Content area
Full text
The Cell Broadband Engine(TM) processor employs multiple accelerators, called synergistic processing elements (SPEs), for high performance. Each SPE has a high-speed local store attached to the main memory through direct memory access (DMA), but a drawback of this design is that the local store is not large enough for the entire application code or data. It must be decomposed into pieces small enough to fit into local memory, and they must be replaced through the DMA without losing the performance gain of multiple SPEs. We propose a new programming model, MPI microtask, based on the standard Message Passing Interface (MPI) programming model for distributed-memory parallel machines. In our new model, programmers do not need to manage the local store as long as they partition their application into a collection of small microtasks that fit into the local store. Furthermore, the preprocessor and runtime in our microtask system optimize the execution of microtasks by exploiting explicit communications in the MPI model. We have created a prototype that includes a novel static scheduler for such optimizations. Our initial experiments have shown some encouraging results.
INTRODUCTION
The Cell Broadband Engine** (BE) processor1 is an asymmetric multicore processor that combines a general-purpose IBM PowerPC* processor element (PPE) and eight synergistic processor elements (SPEs).2 From an architectural standpoint, this processor has a high peak performance because the SPE is simpler and more efficient than general-purpose processors in terms of the micro and memory architecture.3 One architectural aspect is the small high-speed local store at each SPE. Because the size of the local store is limited to a range of L2-cache sizes-256 KB for the first-generation Cell BE processor-many real-world applications do not fit in the local store. While conventional microprocessors have a hardware cache to manage such a small local store, the Cell BE processor must rely on a software mechanism to manage it.
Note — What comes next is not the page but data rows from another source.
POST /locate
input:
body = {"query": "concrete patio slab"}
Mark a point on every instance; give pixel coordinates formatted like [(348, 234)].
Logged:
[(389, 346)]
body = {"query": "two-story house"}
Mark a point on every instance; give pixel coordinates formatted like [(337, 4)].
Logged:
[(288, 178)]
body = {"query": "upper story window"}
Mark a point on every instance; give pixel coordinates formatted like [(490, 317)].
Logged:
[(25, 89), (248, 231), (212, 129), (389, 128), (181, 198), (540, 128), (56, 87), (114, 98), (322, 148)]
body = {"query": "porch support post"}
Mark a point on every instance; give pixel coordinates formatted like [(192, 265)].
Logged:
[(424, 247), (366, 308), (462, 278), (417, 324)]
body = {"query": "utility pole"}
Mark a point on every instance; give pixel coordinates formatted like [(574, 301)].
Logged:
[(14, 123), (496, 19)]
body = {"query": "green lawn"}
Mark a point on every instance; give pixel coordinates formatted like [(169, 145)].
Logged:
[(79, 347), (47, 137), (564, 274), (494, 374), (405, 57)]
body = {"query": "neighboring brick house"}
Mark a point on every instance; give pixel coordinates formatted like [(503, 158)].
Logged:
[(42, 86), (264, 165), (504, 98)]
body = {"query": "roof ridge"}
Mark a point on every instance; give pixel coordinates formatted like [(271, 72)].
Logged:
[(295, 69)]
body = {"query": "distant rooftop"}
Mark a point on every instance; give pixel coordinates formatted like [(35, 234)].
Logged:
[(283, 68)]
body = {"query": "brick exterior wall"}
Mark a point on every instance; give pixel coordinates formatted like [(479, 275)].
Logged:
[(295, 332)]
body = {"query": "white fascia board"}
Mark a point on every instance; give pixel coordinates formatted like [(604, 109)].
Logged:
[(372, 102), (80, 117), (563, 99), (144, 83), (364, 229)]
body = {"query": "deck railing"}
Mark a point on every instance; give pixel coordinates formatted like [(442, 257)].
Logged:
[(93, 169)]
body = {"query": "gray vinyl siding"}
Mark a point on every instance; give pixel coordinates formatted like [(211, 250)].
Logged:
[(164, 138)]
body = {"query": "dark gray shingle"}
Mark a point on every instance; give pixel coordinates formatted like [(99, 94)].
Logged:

This requirement for software management could impose significant challenges to programmers, but at the same time it offers significant opportunities for the software to take advantage of the raw performance of the Cell BE processor.
The microtask we propose here provides a programming model that frees programmers from local-store management and enables the preprocessor and runtime system to optimize the scheduling of computations and...